That's a very interesting study and I thank you for posting it. I must confess that I already knew that elite national-class cyclists were faster than I am and can generate higher pedal forces. I think, however, that you have reached a conclusion that is not supported by the data.

From pp 105&106:
Thus the authors admit that experienced cyclists "display more uniform pedal force application" than non-cyclists, and that this difference is likely to "reflect cycling skill and experience rather than muscle type."

So how are we do reconcile these conflicts in the study? Simply by coming back to the obvious: elite cyclists can generate more pedal force than non-elite cyclists. I, for example, can train with the finest coaches in the world and I will not be able to hammer on the pedals hard enough to keep up with those folks. Never could. If I could, I would.

So what about the differences in pedaling strategy between group 1 and group 2? I think the authors have it backwards. Group 1 is not group 1 because they hammer on the pedals during the downstroke harder than group 2. They are group 1 because they are physically more talented. Group 2 uses a more efficient pedal stroke to make up for their inability to hammer that hard. If they could, they would. But this is what they do to stay as competitive as they can.

One of my core beliefs is that people are not, in general, stupid. When people do a particular thing in a particular way after long study and practice, it's just possible that they are doing the best they can.

Please note that subject A (and national champion), with the highest continuous wattage, pulled up very noticeably late in the backstroke, something that I've never gotten strong enough to do, the efficacy of which I've always doubted, and which you are preaching against. He also did not have the highest peak pedal torque. Also note how A's torque persisted much later in the pedal stroke than anyone else.

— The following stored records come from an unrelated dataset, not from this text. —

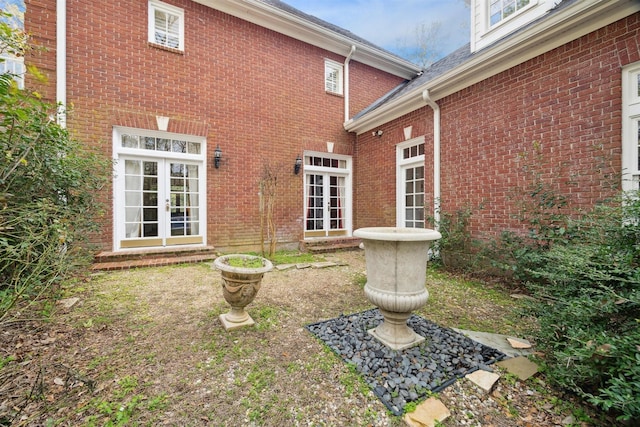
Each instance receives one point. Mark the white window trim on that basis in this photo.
(630, 123)
(124, 152)
(400, 163)
(334, 66)
(514, 15)
(158, 5)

I pedal much more like subject F, perhaps because I have well developed hams and glutes from skiing and hiking.

One thing that these studies ignore, and I don't know the reason for it, is that what one wants to do is to put a near constant momentary torque on the bottom bracket. This does absolutely not mean pulling up on the backstroke. I can't do it hard except for very short periods, probably not even a minute, in spite of all the MTI and OLP work I've done. Why would one do that, after all, since one is already pushing down much more effectively with the other foot? Although there must be a reason for some folks, as we see that the national champion pulls up. IMO one does better to increase the area under the curve by keeping torque on the BB more constant from about 20° to 200°.

For if it were true that all we needed to do was hammer harder on the downstroke, then why do we have light climbing wheels? Simply because momentary accelerations are a waste of energy. We don't get all the energy spent in acceleration back. Yeah, one would think we do, simply examining the equations, just like you were saying that a heavy bike must be easier to pedal on the flats. But in the experience of all cyclists, heavy wheels are a drag on a climb and a heavy bike is not easier to pedal on the flats. The reason is the inefficient conversion of resources into ATP.

My takeaway from this study is that we don't actually learn anything except that elite cyclists are more talented and that less talented cyclists are more likely to have acquired improved technique as a defense, though the best of the elites may also have improved technique, see Lance Armstrong and the unnamed national champion.